Of course, since all our stuff works with open protocols, a customer could even use proprietary software (such as Tableau) with our cloud. It doesn’t make a difference to the database.
This is a diagram about how the IoT cloud works, from a high-level perspective. Different connection types are defined with lines, and the objects are labeled in-sequence.
The Journey of a Tag
What is a ‘tag’, and how does it have a journey?
Usually, humans want to measure their machines, and have an action occur if something happens. This is very vague, but so are the problems that computers solve. Whatever that something is, a sensor converts the physical happening into an electrical signal. Such a happening could be when a drinking bird goes down to get a taste of water, an electrical signal is based on the number of photons bouncing off the bulb.
This electrical signal is read by a kind of computer, called a programmable logic controller (PLC). The PLC keeps track of how many times signals have happened, and can be programmed (with logic) to control outputs like pumps and motors. The PLC has many inputs, and can make many other numbers calculated from them. These numbers, along with their names, are called tags.

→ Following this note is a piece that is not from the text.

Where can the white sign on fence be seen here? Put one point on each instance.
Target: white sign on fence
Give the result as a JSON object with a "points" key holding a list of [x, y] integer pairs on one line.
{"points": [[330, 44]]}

The PLC usually needs other supporting devices, so it can’t keep its tags to itself. So, other devices on that LAN can ask for them.
The TBox is always connected to the Internet with a cellular data link. It knows not to talk to anybody on the Internet, except for Stack41. The first thing the box does when booting is start a VPN tunnel, so it can talk (only) to the database in the data center. If this is not available, then the TBox will buffer tags locally, until a link is re-established. The TBox is on the same LAN as the PLC, and therefore can talk to it.
The TBox asks the PLC for its tags at regular intervals. Usually, this is every five seconds, but this sample rate is entirely configurable. The PLC responds back with the tags, and the TBox will try to put them into the database. If the TBox can’t fulfill that, for whatever reason (cellular signal is poor, database is full, etc), then it will store them locally until the secure link is re-established, then upload them while continuing operations as normal. To a human looking at the database through an application server, like Grafana or Tableau, live data would be temporarily unavailable during an outage, but would fill-in once communication is re-established.
Once the tags are in the database, a number of application servers can do all kinds of nifty calculations and trigger actions. One server we like the most is Grafana because it lets someone create pretty dashboards from their tag data, and trigger alerts based on any given logic. So, if the database says that a water tank is running low, an email can be dispatched to give the operator instructions to re-fill it. The operator can also look to this data when making decisions about how to proceed, if multiple parts of the system are detected as malfunctioning. Operators can also query the database to know when things are going to happen, such as, “based on the rate of water flowing through Pump A and Pump B, how long will it take before someone needs to fill Tank A?” This kind of information is useful for scheduling maintenance in-advance.
The journey of a tag doesn’t need to end here; application servers can do literally anything. It is only limited by the imagination and willingness of the programmer to tell it what to do. Many Free Software packages exist that Caravela can host with no license fees. But, if someone has software they really want to use, we can host it in a secure, virtualized environment. And, our customers now their data is never locked into proprietary software; everyone is free to export their data any time they like.